We know enough now to honor not one literacy, but many. Not one tool, but many.

Carole Maso writes, "nothing replaces this hand moving across the page, as it does now, intent on making a small mark and allowing it to stand on this longing surface" (70).

But print is not equal to good; essay is not equal to smart; and pen is not equal to artful. Lots and lots and lots of bad prose has been written with really good fountain pens.

And not everything composed on a computer comes out plastic. Some of it is smart, and cogent, and funny, and fascinating. Just like the people who write it.

Not one literacy, but many. Not one tool, but many.

You don't have to fear multiplicity, G. Doug. You can appreciate essays and cherish fountain pens without worrying that intelligence and craft will vanish with you and the values you hold. You don't have to turn everyone into you, everyone's language into your language.

My smart engineering colleagues would say, "If your tool belt only has a hammer, every problem looks like a nail."

Screens, too, can present a "longing surface," can call forth cogent prose, careful thinking. Digital spaces can invite the precise stroke, the textured inscription, the evocative trace, the magnificently embroidered image.

These new surfaces and environments for making meaning are richly rendered in multiple dimensions. They are extensive. Neither you nor I ever have to worry about filling them, G. Doug. But those students born to the keyboard, the pressure pad, the joystick, the tongue mouse, the digital palette can begin wondrous work there, if we give them half an inch. And they can do so in other media too, in new ones we can't imagine.

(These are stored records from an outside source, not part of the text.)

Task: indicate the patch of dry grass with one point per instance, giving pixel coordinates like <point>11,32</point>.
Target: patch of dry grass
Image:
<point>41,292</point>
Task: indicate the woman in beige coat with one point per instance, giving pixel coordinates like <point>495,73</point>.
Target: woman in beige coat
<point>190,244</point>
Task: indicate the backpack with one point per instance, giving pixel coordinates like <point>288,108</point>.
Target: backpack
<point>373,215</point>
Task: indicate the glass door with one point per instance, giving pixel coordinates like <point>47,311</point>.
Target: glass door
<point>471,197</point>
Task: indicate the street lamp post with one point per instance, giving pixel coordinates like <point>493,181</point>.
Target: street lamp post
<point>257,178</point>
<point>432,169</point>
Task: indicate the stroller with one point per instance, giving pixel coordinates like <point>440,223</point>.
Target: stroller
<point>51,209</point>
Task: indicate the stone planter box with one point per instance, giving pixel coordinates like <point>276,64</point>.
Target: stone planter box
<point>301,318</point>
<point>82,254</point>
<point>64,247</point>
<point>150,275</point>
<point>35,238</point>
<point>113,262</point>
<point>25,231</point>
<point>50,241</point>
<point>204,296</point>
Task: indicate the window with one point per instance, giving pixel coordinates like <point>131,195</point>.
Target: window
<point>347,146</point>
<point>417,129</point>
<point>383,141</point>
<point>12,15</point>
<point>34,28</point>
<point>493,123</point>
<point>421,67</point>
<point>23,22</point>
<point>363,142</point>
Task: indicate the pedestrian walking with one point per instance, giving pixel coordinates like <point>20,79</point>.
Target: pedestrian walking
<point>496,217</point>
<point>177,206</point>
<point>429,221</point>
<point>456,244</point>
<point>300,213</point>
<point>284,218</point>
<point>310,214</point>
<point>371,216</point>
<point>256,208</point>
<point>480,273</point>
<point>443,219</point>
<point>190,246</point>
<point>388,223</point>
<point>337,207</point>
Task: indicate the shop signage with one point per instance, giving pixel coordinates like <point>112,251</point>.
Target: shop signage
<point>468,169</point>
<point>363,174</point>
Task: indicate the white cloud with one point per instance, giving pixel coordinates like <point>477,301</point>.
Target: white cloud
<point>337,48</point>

Many literacies, many tools, not one.

Carole Maso writes:

Wish: that the straight white male give in just a little more gracefully. Call in its Michael Douglases, its suspect Hollywood, its hurt feelings, its fear—move over some.

After your thousands of years of affirmative action, give someone else a chance—just a chance.

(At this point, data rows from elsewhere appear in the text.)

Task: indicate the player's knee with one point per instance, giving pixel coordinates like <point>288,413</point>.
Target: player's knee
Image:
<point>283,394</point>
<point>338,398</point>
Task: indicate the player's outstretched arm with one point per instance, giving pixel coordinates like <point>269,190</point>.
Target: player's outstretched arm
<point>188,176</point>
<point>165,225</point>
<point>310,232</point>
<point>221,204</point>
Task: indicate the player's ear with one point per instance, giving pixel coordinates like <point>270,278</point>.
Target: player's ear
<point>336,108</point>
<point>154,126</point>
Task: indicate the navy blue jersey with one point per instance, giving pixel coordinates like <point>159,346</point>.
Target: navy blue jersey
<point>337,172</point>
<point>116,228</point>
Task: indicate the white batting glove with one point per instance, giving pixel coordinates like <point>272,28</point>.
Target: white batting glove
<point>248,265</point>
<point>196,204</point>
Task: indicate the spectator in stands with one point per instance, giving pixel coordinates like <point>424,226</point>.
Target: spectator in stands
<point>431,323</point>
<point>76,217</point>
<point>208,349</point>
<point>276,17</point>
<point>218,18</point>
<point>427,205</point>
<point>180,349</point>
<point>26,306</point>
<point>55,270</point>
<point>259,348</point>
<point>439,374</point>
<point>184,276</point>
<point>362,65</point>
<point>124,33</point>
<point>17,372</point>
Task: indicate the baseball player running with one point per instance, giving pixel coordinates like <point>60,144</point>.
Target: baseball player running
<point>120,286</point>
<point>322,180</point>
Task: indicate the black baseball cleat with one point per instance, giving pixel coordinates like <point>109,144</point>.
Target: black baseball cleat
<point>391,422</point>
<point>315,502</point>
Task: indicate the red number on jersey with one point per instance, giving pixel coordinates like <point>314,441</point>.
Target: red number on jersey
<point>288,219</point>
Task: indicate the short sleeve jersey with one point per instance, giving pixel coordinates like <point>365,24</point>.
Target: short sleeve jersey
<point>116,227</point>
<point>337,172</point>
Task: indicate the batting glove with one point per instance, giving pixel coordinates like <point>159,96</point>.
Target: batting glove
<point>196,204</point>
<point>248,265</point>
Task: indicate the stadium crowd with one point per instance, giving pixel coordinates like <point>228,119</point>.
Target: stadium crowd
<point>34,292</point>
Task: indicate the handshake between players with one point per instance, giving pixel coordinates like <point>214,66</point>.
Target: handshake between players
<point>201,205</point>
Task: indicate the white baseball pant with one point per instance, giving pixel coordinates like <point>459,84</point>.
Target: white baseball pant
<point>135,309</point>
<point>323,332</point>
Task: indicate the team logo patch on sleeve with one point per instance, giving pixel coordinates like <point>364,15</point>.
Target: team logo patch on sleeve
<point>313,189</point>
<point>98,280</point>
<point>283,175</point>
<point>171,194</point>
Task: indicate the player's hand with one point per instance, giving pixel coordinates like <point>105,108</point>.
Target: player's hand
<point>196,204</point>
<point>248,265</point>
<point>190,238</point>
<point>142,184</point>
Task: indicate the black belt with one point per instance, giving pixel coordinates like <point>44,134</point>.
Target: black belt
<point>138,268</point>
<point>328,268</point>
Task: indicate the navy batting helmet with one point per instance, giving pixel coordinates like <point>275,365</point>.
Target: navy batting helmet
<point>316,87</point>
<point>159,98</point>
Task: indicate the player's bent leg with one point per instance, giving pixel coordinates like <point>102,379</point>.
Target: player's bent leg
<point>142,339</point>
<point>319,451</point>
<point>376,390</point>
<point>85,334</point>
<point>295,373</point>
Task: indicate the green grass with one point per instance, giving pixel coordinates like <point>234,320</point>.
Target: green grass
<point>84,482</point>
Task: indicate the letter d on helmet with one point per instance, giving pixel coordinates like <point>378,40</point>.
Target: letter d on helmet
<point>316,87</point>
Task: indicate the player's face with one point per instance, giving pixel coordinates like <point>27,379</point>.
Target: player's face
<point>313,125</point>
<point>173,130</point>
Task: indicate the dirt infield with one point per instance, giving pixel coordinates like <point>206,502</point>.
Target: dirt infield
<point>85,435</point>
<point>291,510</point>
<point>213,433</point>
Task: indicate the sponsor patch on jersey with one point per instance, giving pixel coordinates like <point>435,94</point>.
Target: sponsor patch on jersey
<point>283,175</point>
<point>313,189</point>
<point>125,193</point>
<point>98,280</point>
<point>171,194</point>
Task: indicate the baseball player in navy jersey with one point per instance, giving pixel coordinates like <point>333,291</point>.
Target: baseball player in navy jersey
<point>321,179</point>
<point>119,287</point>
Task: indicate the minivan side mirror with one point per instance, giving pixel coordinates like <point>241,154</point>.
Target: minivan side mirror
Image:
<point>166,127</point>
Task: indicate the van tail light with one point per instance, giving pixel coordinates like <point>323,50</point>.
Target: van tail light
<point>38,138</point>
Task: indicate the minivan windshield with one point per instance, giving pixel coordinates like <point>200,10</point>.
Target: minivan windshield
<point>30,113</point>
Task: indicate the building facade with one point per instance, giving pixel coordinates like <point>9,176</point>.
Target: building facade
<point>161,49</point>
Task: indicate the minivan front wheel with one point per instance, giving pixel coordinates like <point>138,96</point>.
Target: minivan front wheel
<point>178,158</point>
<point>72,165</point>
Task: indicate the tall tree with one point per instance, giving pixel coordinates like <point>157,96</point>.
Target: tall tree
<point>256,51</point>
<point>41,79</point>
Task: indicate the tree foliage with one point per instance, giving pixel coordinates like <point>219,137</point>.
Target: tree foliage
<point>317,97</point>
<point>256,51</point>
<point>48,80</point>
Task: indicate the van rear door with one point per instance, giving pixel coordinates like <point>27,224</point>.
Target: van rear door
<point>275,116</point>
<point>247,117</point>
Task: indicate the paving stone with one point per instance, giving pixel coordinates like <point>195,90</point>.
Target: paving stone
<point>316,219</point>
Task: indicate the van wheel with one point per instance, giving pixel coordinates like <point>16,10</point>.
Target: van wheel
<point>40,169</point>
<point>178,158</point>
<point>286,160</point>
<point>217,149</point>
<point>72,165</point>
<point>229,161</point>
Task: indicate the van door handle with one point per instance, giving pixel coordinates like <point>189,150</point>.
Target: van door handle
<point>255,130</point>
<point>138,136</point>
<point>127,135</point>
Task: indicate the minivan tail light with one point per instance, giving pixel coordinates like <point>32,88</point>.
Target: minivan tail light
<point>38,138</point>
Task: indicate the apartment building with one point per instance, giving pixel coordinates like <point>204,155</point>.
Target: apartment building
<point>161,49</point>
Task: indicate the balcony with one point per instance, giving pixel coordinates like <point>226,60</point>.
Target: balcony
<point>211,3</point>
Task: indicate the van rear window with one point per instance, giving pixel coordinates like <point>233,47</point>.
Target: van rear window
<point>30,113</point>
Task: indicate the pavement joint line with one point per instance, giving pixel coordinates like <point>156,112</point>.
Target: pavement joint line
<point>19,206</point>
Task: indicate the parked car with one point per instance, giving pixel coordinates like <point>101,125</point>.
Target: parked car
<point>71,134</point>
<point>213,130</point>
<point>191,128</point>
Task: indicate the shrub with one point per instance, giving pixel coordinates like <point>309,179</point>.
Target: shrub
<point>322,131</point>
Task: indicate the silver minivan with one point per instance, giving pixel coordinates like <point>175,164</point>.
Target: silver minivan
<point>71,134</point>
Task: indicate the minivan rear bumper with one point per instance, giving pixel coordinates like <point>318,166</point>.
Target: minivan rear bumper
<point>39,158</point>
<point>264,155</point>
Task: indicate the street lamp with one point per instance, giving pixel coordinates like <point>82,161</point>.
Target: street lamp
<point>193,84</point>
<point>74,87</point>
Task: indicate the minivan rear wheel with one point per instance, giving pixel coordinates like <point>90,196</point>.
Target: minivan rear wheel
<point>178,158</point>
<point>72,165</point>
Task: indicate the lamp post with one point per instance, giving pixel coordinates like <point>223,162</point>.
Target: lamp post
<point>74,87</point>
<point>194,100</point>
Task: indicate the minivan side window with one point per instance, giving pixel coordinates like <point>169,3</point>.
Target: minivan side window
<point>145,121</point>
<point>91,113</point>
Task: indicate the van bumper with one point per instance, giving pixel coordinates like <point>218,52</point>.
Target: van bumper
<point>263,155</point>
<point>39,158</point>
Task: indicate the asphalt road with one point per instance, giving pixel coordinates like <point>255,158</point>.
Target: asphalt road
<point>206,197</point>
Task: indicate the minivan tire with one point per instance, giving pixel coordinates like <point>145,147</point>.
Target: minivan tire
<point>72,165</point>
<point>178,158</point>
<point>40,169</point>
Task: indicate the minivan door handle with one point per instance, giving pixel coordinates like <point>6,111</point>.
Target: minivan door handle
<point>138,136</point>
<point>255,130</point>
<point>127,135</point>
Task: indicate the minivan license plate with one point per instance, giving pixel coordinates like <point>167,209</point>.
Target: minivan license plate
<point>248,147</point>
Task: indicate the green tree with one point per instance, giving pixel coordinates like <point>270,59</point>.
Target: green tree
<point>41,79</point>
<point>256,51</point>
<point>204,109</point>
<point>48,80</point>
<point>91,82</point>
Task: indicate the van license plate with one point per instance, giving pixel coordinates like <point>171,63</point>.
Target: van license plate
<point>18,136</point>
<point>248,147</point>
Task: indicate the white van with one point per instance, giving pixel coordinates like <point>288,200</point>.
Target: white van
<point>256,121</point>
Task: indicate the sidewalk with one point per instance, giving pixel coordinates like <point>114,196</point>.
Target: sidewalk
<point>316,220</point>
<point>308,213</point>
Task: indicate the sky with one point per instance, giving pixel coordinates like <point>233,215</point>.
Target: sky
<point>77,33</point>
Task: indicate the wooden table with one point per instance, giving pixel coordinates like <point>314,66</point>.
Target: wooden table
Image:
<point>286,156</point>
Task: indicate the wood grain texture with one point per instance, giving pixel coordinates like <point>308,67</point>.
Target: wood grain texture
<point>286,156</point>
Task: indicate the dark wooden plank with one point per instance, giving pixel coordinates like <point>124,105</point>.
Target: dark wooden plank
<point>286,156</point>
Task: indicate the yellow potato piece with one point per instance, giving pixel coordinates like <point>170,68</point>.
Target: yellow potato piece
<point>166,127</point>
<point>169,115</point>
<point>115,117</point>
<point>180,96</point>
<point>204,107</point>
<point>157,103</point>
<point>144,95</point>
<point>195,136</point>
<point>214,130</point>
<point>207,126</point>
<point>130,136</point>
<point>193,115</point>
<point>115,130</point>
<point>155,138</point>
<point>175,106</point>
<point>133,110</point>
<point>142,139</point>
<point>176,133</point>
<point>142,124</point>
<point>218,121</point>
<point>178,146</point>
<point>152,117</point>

The wish is for gentleness. The wish is for allowances. (66)

Screw the allowances. Keep your pens and your essays. Move the hell over.

Coda: An Apology and An Explanation

My apology goes in advance to Professor G. Douglas Atkins. I suspect I'd like Professor Atkins. I am convinced he is a superb teacher, scholar, and writer—a good colleague. I don't usually write in this way, especially to a colleague I don't know. The experience has taken me by surprise. My mother would not approve, but I have to admit to finding this response great fun to write. These things were liberating to say.

And that's the point, I suppose. I am not writing to Professor Atkins personally. I am talking back to his proposal. I am also talking back to the people who make proposals such as this one, proposals that don't recognize the value of other ways, other approaches, other voices.

So, I don't really think Professor Atkins is a nib-licking, essay pimp, but I know that such people exist and that in the past they have made me—and some of my composition colleagues—feel bad about our own work.

I hear in this proposal the collective strains of established scholars—usually, but not always, men; usually, but not always, literary scholars—who imply that the work composition teachers do, with or without computer technology, is work to be dismissed, work that is done better, done smarter, by literary scholars or nonfiction writers or just about anyone else. I am talking back to them.

Michigan Technological University
Houghton, Michigan

Notes

  • 1. This essay is a response to Atkins' essay in JAC. The style of my response, and its primary message, is based on Maso's essay "Rupture," which appears in a collection featuring essays by literary writers about the technological innovations of our day. My thanks to her for showing the way and lending me the power of her voice. And my thanks to Danielle DeVoss for clueing me into a great writer.

Works Cited

  • Atkins, G. Douglas. "On Writing Well: Or, Springing the Genie from the Inkpot." JAC 20 (2000): 73-85.
  • Freisinger, Randall. "The Catch." Hand Shadows. Maryland, MO: Green Tower P, 1988. 34.
  • Maso, Carole. "Rupture, Verge, and Precipice: Precipice, Verge, and Hurt Not." Tolstoy's Dictaphone: Technology and the Muse. Ed. Sven Birkerts. St. Paul: Graywolf, 1996. 50-72.